Of course, if those people are like many Jews (but not all Jews by any means) or "liberal" Christians or Buddhists, then truly no conflict exists. Some actual subset of religious people do treat their religion in similar ways to art, literature, and sports. In subjective ways, it enriches their lives, gives them a lens to examine their human interactions, gives pleasure, and community. But they (this arbitrary subset of people) don't really take it so empirically as to let it influence their ideas about matters of objective observation.

Collins clearly doesn't fall into this category as he posits a "moral law" that is impossible without god, knob-twiddling by god, and insertion of god into areas where science can't productively make predictions (especially his quantum god of the gaps argument for the inevitability of humanity as guided by god). So, your argument applies to some subset of the 6.5 billion people in the world, but not to Collins. And in fact, most religious scientists that I know personally have moved more towards the cultural/community perspective of religion, thereby decreasing potential cognitive dissonance. It is notable that most of fundie friends from grade school have left the literal interpretation of the Bible intact and have instead modified their acceptance of science and the scientific method. Collins is unique in that he neither rejects the active role of god nor the veracity of most science; instead he makes an argument which doesn't appear clear or logical to me. Perhaps I'm too dense, but I'm not alone in not understanding HOW his reconciliation works. So, in the absence of a rationalization intelligible to me, it is natural to chalk Collins' attitude up to a minor delusion that serves the purpose of relieving his putative cognitive dissonance. I would of course change my mind if I could understand his perspective. But he really does try hard to communicate his ideas and many people proclaim his clarity. So, I'm left thinking it is more likely that he has an a priori commitment to accepting mainstream science and Christianity which trumps his other desires.

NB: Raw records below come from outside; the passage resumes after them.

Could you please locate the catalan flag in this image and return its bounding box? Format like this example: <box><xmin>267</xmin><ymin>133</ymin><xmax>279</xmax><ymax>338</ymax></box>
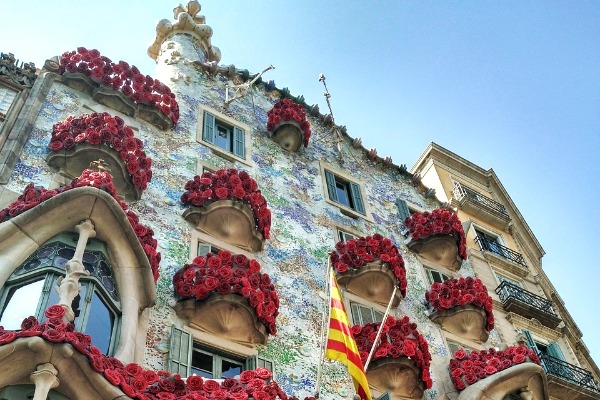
<box><xmin>325</xmin><ymin>270</ymin><xmax>371</xmax><ymax>400</ymax></box>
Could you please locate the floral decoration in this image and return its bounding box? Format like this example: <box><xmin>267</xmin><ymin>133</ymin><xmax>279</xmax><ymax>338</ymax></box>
<box><xmin>173</xmin><ymin>250</ymin><xmax>279</xmax><ymax>335</ymax></box>
<box><xmin>181</xmin><ymin>168</ymin><xmax>271</xmax><ymax>239</ymax></box>
<box><xmin>0</xmin><ymin>169</ymin><xmax>161</xmax><ymax>282</ymax></box>
<box><xmin>449</xmin><ymin>345</ymin><xmax>541</xmax><ymax>390</ymax></box>
<box><xmin>267</xmin><ymin>99</ymin><xmax>311</xmax><ymax>147</ymax></box>
<box><xmin>59</xmin><ymin>47</ymin><xmax>179</xmax><ymax>124</ymax></box>
<box><xmin>48</xmin><ymin>112</ymin><xmax>152</xmax><ymax>190</ymax></box>
<box><xmin>352</xmin><ymin>316</ymin><xmax>433</xmax><ymax>389</ymax></box>
<box><xmin>404</xmin><ymin>208</ymin><xmax>467</xmax><ymax>260</ymax></box>
<box><xmin>329</xmin><ymin>233</ymin><xmax>407</xmax><ymax>297</ymax></box>
<box><xmin>0</xmin><ymin>305</ymin><xmax>288</xmax><ymax>400</ymax></box>
<box><xmin>425</xmin><ymin>276</ymin><xmax>494</xmax><ymax>332</ymax></box>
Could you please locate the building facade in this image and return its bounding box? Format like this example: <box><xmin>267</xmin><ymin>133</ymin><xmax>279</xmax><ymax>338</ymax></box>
<box><xmin>0</xmin><ymin>1</ymin><xmax>600</xmax><ymax>399</ymax></box>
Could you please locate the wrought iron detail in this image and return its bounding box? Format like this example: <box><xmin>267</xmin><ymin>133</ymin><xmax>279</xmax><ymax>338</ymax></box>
<box><xmin>538</xmin><ymin>353</ymin><xmax>600</xmax><ymax>393</ymax></box>
<box><xmin>496</xmin><ymin>281</ymin><xmax>558</xmax><ymax>318</ymax></box>
<box><xmin>475</xmin><ymin>235</ymin><xmax>527</xmax><ymax>268</ymax></box>
<box><xmin>452</xmin><ymin>182</ymin><xmax>510</xmax><ymax>219</ymax></box>
<box><xmin>0</xmin><ymin>53</ymin><xmax>37</xmax><ymax>88</ymax></box>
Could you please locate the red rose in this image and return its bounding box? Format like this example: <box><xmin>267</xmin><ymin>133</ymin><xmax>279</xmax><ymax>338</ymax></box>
<box><xmin>215</xmin><ymin>187</ymin><xmax>229</xmax><ymax>199</ymax></box>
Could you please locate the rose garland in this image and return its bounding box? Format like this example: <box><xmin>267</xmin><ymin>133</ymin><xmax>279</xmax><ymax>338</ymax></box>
<box><xmin>329</xmin><ymin>233</ymin><xmax>407</xmax><ymax>297</ymax></box>
<box><xmin>425</xmin><ymin>276</ymin><xmax>494</xmax><ymax>332</ymax></box>
<box><xmin>0</xmin><ymin>169</ymin><xmax>161</xmax><ymax>282</ymax></box>
<box><xmin>48</xmin><ymin>112</ymin><xmax>152</xmax><ymax>190</ymax></box>
<box><xmin>449</xmin><ymin>345</ymin><xmax>541</xmax><ymax>390</ymax></box>
<box><xmin>351</xmin><ymin>316</ymin><xmax>433</xmax><ymax>389</ymax></box>
<box><xmin>181</xmin><ymin>168</ymin><xmax>271</xmax><ymax>239</ymax></box>
<box><xmin>267</xmin><ymin>99</ymin><xmax>311</xmax><ymax>147</ymax></box>
<box><xmin>404</xmin><ymin>208</ymin><xmax>467</xmax><ymax>260</ymax></box>
<box><xmin>0</xmin><ymin>305</ymin><xmax>288</xmax><ymax>400</ymax></box>
<box><xmin>173</xmin><ymin>250</ymin><xmax>279</xmax><ymax>335</ymax></box>
<box><xmin>59</xmin><ymin>47</ymin><xmax>179</xmax><ymax>124</ymax></box>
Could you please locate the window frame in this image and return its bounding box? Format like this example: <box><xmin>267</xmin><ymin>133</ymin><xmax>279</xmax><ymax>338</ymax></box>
<box><xmin>196</xmin><ymin>105</ymin><xmax>252</xmax><ymax>166</ymax></box>
<box><xmin>320</xmin><ymin>162</ymin><xmax>373</xmax><ymax>222</ymax></box>
<box><xmin>0</xmin><ymin>234</ymin><xmax>122</xmax><ymax>356</ymax></box>
<box><xmin>425</xmin><ymin>267</ymin><xmax>454</xmax><ymax>285</ymax></box>
<box><xmin>167</xmin><ymin>325</ymin><xmax>276</xmax><ymax>379</ymax></box>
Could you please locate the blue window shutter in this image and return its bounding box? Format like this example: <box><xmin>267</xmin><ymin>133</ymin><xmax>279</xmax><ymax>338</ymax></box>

Of course, he'd likely say the same about me, and so the argument continues. Not that I think they are equally valid perspectives, but they are both very persistent ones.

Some things got mangled in post #30:

1) the first paragraph should have been blockquoted (don't know why it didn't take;
2) One sentence should have read:
"I would think anybody, especially scientists, that posits an explanation for the world that is (either by design or by chance) incapable of guiding research would have some level of cognitive dissonance that requires some resolution."

#29

A one off event that won't be repeated for 100googleplex times the age of the universe, that Jesus was lucky enough to be around for.

Or God stuck her finger in that once.

Either way, as a one time event it isn't subject to science, science requires reproducability.

I suspect that if science could reproduce it some religious people would be upset, it is normally classed as a miracle.